Le développement émotionnel se nourrit ainsi de toutes les expériences vécues, et ce dans tous les contextes de vie (en famille, chez l’assistant maternel ou familial, à la crèche, à l’école…). Il est favorisé par la sécurité affective de la relation entre l’adulte et l’enfant : affection, soutien, stabilité de la relation…

A noter : au Danemark, les cours d’empathie, permettant de développer la faculté intuitive de se mettre à la place d’autrui afin de percevoir ce qu’il ressent, sont obligatoires à l’école pour les enfants de 6 à 16 ans à raison d’1h par semaine depuis une loi datant de 1993. Pendant ces cours, les plus petits font des activités ensemble (ex : faire un gâteau et le partager avec la classe). Les enfants communiquent, s’écoutent, se soutiennent, ils essayent de trouver une solution ensemble quand un camarade a un problème. Ils apprennent également à mettre des mots sur ce qu’ils ressentent, à s’écouter aussi eux-mêmes.

Les compétences psychosociales

« Les compétences psychosociales sont la capacité d’une personne à répondre avec efficacité aux exigences et aux épreuves de la vie quotidienne. C’est l’aptitude d’une personne à maintenir un état de bien-être mental, en adoptant un comportement approprié et positif à l’occasion des relations entretenues avec les autres, sa propre culture et son environnement. » « Pour faire face à ces émotions, il faut savoir reconnaître les siennes et celles des autres. Il faut être conscient de leur influence sur les comportements et savoir quelles réactions adopter.

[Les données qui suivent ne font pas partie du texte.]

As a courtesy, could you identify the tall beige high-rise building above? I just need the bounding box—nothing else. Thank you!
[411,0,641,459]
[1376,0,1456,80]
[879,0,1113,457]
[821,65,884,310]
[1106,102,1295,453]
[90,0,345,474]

Les émotions intenses comme la colère ou la tristesse peuvent avoir des effets négatifs sur notre santé si nous ne réagissons pas de façon appropriée. » Définition de l’OMS - Division de la santé mentale et de la prévention des toxicomanies – 1993

Il existe dix compétences, présentées par couples :

  • Savoir résoudre les problèmes / Savoir prendre les décisions,
  • Avoir une pensée créative / Avoir une pensée critique,
  • Savoir communiquer efficacement / Etre habile dans les relations interpersonnelles,
  • Avoir conscience de soi / Avoir de l’empathie pour les autres,
  • Savoir gérer son stress / Savoir gérer ses émotions.

Les compétences psychosociales ont ainsi un rôle important à jouer dans la promotion de la santé, à la fois pour favoriser le bien-être physique, mental et social, notamment quand des problèmes de santé sont liés à un comportement, et quand le comportement est lié à une incapacité à répondre efficacement au stress et aux pressions de la vie.

Le journaliste scientifique américain Daniel Goleman (auteur de L’Intelligence émotionnelle, 1995) précise les compétences qui permettent, selon lui, d’entretenir des relations harmonieuses et fructueuses avec les autres :

  • les compétences personnelles :
    • conscience de soi : capacité à comprendre ses émotions, à reconnaître leur influence et à les utiliser pour prendre ses décisions
    • maîtrise de soi : capacité à gérer ses émotions et à s’adapter à l’évolution de la situation
  • les compétences sociales :
    • conscience sociale : capacité à détecter et à comprendre les émotions de l’autre et à y réagir de manière adéquate
    • gestion des relations : aptitude à inspirer et à influencer les autres tout en favorisant leur développement et à gérer les conflits

L’intelligence émotionnelle est ainsi indispensable dans sa vie aussi bien personnelle que sociale ; chacun peut la cultiver, l’entraîner et la développer, et ce, tout au long de sa vie.